Death attributable to influenza occurred in 4855 persons between 1904 and 2004. The relative risk of death from influenza was significantly increased for all first degree relatives (RR of death for siblings was 1.74 and for parents 1.37). Spouses of case subjects were also at higher risk of death, more than half of whom (59%) died within 3 weeks of the case subject; the remainder died over a period of 1 to 69 years. Second and third degree relatives of case subjects were also at significantly higher risk of death from influenza, and this relative risk held when data for case-relative pairs were compared with similarly matching control-pairs. While the bulk of the deaths occurred from 1918-1921, around the Influenza pandemic, only a minority of deaths in third degree relatives occurred within the same-time frame as case subjects; most were at least 1 year apart. Even when deaths during the 1918 pandemic were ignored, a familial predisposition for mortality from influenza was significant.

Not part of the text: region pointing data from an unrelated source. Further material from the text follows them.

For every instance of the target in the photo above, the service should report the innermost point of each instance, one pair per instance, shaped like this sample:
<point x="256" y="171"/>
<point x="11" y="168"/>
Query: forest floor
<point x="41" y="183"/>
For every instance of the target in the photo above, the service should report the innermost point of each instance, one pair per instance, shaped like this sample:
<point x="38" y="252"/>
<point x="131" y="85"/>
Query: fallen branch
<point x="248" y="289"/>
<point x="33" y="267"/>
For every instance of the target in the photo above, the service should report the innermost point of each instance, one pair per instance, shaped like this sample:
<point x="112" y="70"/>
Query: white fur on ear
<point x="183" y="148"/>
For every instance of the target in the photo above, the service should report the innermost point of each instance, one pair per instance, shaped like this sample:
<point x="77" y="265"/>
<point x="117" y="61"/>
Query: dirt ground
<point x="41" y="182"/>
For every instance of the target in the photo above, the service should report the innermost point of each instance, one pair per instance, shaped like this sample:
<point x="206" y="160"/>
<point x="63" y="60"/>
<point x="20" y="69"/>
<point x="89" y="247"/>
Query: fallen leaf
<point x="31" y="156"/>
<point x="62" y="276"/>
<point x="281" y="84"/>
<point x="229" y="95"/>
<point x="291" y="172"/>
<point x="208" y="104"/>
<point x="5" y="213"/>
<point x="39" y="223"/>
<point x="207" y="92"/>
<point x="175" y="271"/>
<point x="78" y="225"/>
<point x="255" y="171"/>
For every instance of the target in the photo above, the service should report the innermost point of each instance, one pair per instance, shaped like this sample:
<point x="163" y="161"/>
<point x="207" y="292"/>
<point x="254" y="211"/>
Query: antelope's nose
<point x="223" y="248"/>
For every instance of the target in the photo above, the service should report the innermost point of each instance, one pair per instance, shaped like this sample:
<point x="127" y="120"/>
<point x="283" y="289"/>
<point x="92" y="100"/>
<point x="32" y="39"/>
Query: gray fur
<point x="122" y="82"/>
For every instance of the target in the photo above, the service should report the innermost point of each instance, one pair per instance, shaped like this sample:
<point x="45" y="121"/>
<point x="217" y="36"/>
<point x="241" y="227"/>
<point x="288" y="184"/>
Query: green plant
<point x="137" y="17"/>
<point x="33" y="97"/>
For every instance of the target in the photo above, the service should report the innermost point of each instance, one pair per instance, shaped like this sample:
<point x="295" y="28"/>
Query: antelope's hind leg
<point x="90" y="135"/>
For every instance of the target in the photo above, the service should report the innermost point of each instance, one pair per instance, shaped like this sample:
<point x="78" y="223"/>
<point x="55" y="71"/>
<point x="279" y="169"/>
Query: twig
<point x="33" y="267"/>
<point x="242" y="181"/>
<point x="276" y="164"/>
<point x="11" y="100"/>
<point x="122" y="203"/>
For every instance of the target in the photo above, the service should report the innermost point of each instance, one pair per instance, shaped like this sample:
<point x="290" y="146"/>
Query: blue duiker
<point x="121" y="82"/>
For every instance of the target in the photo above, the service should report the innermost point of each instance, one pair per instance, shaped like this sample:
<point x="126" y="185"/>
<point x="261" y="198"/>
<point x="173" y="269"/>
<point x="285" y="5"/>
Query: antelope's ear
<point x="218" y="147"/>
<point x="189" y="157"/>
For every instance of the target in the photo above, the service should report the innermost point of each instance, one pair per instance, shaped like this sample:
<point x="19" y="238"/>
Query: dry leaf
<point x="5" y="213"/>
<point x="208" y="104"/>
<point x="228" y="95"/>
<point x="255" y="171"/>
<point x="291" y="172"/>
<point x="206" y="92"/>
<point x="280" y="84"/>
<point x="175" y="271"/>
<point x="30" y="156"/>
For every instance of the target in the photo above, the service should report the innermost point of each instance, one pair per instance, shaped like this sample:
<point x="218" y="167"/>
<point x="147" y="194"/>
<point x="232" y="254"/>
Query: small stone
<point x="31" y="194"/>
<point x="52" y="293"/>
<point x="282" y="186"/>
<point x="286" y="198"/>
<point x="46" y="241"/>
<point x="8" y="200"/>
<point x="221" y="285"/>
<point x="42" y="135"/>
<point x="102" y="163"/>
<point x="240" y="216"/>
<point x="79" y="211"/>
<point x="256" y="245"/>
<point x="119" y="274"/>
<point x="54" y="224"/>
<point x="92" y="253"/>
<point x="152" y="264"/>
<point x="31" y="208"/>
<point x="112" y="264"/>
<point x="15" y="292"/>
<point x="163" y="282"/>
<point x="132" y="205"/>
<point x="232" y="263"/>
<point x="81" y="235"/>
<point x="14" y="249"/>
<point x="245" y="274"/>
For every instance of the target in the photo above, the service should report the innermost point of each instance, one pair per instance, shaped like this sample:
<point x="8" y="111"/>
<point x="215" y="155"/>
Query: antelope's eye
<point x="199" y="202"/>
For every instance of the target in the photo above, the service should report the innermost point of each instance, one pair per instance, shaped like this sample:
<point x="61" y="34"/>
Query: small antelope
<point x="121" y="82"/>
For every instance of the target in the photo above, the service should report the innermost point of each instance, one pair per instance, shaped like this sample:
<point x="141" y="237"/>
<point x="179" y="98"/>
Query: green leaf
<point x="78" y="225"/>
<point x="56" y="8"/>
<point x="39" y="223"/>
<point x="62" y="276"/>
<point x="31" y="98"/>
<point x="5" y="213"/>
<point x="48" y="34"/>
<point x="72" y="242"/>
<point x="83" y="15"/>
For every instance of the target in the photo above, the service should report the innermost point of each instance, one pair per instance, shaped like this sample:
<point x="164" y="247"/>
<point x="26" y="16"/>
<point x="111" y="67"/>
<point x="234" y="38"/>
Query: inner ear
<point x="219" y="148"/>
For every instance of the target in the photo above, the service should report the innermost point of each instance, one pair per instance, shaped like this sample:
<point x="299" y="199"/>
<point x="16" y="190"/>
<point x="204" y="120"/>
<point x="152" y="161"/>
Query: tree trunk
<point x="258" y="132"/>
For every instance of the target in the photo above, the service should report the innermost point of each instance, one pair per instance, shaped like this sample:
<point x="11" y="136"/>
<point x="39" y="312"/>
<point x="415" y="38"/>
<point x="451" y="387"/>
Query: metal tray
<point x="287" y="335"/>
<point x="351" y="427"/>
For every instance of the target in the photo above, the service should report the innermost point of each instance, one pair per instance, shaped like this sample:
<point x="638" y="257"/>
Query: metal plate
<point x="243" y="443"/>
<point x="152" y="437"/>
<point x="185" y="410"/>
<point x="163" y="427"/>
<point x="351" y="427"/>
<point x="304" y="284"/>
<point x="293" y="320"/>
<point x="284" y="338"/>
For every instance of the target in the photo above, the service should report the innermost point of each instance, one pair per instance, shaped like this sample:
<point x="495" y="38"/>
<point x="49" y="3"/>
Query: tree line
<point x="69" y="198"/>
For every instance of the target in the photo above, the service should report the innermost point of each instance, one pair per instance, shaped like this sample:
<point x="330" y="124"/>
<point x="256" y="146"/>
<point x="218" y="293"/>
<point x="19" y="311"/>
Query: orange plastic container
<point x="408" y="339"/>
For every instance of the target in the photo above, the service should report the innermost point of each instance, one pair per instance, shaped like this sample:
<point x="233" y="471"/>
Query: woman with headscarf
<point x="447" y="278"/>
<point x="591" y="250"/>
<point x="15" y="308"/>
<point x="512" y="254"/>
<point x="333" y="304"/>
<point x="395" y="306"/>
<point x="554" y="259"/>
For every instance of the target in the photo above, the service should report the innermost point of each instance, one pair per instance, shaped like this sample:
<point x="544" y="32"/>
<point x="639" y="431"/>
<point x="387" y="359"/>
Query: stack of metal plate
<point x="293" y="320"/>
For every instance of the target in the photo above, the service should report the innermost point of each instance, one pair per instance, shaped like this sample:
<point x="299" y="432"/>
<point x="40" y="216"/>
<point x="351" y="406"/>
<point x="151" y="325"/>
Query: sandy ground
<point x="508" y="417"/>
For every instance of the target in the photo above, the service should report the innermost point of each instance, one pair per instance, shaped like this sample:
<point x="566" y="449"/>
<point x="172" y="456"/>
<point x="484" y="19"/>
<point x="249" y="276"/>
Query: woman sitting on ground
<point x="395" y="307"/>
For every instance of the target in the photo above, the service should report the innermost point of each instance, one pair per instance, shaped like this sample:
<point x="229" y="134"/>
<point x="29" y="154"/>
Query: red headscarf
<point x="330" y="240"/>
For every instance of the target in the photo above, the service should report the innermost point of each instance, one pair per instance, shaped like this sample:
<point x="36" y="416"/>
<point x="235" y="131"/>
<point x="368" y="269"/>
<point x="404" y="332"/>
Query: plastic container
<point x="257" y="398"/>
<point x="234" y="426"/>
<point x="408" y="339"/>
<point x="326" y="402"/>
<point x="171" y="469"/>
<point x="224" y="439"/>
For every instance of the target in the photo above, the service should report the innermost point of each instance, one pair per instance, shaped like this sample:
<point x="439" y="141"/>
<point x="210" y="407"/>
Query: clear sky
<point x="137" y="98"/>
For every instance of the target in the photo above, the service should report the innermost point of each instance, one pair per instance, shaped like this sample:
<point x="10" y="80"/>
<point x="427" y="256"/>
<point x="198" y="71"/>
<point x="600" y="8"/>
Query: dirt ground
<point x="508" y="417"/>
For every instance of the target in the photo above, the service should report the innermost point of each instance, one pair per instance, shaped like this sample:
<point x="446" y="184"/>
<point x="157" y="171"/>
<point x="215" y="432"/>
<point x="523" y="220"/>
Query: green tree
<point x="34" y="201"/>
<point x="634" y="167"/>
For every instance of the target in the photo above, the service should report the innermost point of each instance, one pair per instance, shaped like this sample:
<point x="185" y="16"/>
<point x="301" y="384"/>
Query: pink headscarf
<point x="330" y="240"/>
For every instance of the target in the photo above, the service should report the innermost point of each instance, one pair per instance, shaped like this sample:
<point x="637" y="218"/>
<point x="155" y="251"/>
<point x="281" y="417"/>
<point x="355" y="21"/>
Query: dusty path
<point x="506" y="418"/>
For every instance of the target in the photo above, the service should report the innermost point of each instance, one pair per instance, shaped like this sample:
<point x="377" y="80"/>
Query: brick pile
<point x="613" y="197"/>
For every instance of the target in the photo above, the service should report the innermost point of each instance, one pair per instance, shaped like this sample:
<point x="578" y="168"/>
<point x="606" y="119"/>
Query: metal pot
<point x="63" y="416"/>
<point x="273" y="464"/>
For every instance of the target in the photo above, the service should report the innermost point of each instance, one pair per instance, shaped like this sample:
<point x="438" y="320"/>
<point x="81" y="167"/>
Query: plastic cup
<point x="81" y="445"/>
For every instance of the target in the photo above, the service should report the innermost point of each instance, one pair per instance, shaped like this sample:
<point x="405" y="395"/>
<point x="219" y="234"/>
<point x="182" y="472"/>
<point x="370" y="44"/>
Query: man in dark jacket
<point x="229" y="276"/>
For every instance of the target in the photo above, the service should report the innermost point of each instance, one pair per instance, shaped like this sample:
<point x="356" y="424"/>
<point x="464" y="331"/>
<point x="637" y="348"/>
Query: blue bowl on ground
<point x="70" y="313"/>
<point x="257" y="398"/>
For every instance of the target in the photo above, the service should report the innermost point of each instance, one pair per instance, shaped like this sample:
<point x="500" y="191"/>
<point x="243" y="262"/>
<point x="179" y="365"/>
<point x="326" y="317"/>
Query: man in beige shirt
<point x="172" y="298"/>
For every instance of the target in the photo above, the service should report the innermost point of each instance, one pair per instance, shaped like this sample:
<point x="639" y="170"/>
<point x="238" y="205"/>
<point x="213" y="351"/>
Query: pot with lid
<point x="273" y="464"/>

The close temporal association of mortality in the majority of spouses confirms a shared risk, such as virus strain or environmental factors. This makes sense, and no doubt contributes to some of the increased risk in close family members and, perhaps, even more distant relatives, who may have lived in close proximity to the case subject or who were exposed to the same strain of virus. But these data point to an added risk for family members, including second and third degree relatives, beyond that anticipated for the strain type, location, or environmental factors.

Genetic factors may play a contributing role in mortality from influenza. Similarly, observations of clusters of H5N1 infection reveal that many infections occurred within families, suggesting a predisposition to infection from avian influenza. For general practitioners, this data lends support to targeted vaccination of family members when one has the flu.

HealthDay Reporter, Jan. 14, 2008: Is Columbus to Blame for Syphilis?

Perhaps the Genovese, Portugese, or Spaniards will not be so quick to claim Christopher Columbus as their own, once they read this article in the January 15, 2008 issue of the Public Library of Science Neglected Tropical Diseases (I was not aware that syphilis was a neglected disease, at least not in San Francisco, until this article caught my eye).

The origins of classical sexually-transmitted syphilis, which is first believed to have appeared in Europe around 1495, just a few years after Columbus returned from the "New World," have long been debated. T. pallidum in South America causes yaws, is transmitted by close (but not necessarily) sexual contact, and results in chronic skin lesions with progression to adjacent bone and joints — an entirely different disease from syphilis. Whether environmental factors prompted this shift is not clear, but it has been surmised that a genetic shift in the organism occurred once Europeans acquired the infection.

In an attempt to piece together the evolutionary origins of syphilis, researchers examined 21 genetic regions of T. pallidum collected from 26 different locations throughout the world. Syphilis strains identified in Europe were the most recent to appear on the evolutionary scale, and were closely related to strains causing yaws in South America; however, the data pointed to an initial African origin for T. pallidum, which implies that syphilis was transported to the South America centuries earlier, where it evolved into yaws, and then later moved back across the ocean to Europe (read "Who gave pinta to the Santa Maria", by Robert Desowitz). Studies of skeletons lend further support to this theory.